1. A method for commanding a railway level crossing protection system, said protection system equipping a level crossing between a railway track and a road and being able to switch selectively between a protected state, in which road vehicles on said road are prohibited from crossing the railway track, and an unprotected state, in which said road vehicles may cross the railway track, the level crossing protection system initially being in the unprotected state, this method comprising steps of automatically: a) activating a railway signal preventing a train from driving beyond the level crossing,b) detecting an incoming train approaching the level crossing and measuring a speed of said incoming train,c) calculating a waiting time, as a function of the train's measured speed;d) waiting until expiration of the calculated waiting time and, once said waiting time has expired, sending an order to switch the level crossing protection system into the protected state; ande) querying the state of the level crossing protection system and: if said level crossing protection system is found to have commuted into the protected state, deactivating said railway signal, thus allowing the train to drive beyond the level crossing, and otherwise;if said level crossing protection system is found to be still in the unprotected state, maintaining said railway signal in the activated state;

2. The method according to claim 1, wherein the number of speed values intervals of the reference data is comprised between 2 and 50.
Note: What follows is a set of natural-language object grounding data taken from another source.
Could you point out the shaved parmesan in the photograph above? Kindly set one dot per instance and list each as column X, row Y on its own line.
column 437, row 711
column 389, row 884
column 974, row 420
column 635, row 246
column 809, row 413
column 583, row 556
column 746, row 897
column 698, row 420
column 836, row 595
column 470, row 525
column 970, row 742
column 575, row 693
3. The method according to claim 1, wherein the deactivation of the railway signal comprises updating a Movement Authority of the train by moving the end point of the Movement Authority beyond the level crossing.
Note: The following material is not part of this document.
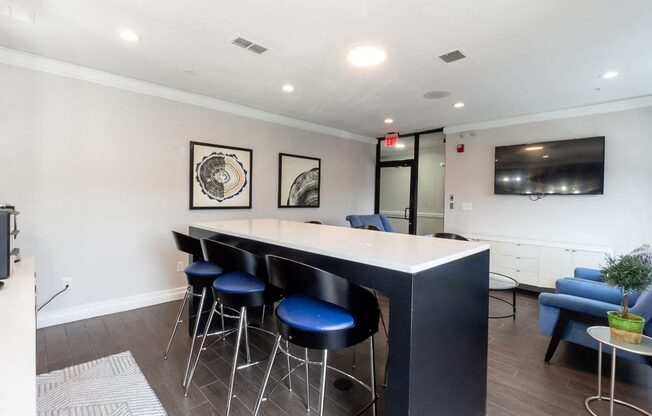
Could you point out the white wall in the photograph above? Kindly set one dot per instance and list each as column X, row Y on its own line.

4. The method according to claim 1, wherein the railway signal is according to ETCS Level 2 specifications, said railway signal being transmitted to the train using a radio block center.

5. The method according to claim 4, wherein it includes further, during step b), after detecting the train, sending a temporary speed restriction to the detected incoming train.

6. The method according to claim 1, wherein the railway signal is according to ETCS Level 1 specifications, said railway signal being transmitted to the train using a beacon through a lineside encoder unit or a radio-infill device.

7. A data storage unit comprising instructions for implementing the method according to claim 1 when said instructions are executed by a data processing unit.

8. A data processing unit for an electronic calculator of a railway interlocking facility configured to command a railway level crossing protection system equipping a level crossing between a railway track and a road, said protection system being able to switch selectively between a protected state, in which road vehicles on said road are prohibited from crossing the railway track, and an unprotected state, in which said road vehicles may cross the railway track, the level crossing protection system initially being in the unprotected state, said calculator being programmed to: a) activate a railway signal preventing a train from driving beyond the level crossing,b) detect an incoming train approaching the level crossing and measuring a speed of said incoming train,c) calculate a waiting time, as a function of the train's measured speed;d) wait until expiration of the calculated waiting time and, once said waiting time expires, sending an order to commute the level crossing protection system into the protected state;e) query the state of the level crossing protection system and: if said level crossing protection system is found to have commuted into the protected state, deactivate said railway signal, thus allowing the train to drive beyond the level crossing; andif said level crossing protection system is found to be still in the unprotected state, maintain said railway signal in the activated state;

9. A railway interlocking facility, adapted to command a level crossing protection system, wherein said railway interlocking facility comprises the data processing unit of claim 8 in order to command said level crossing protection system.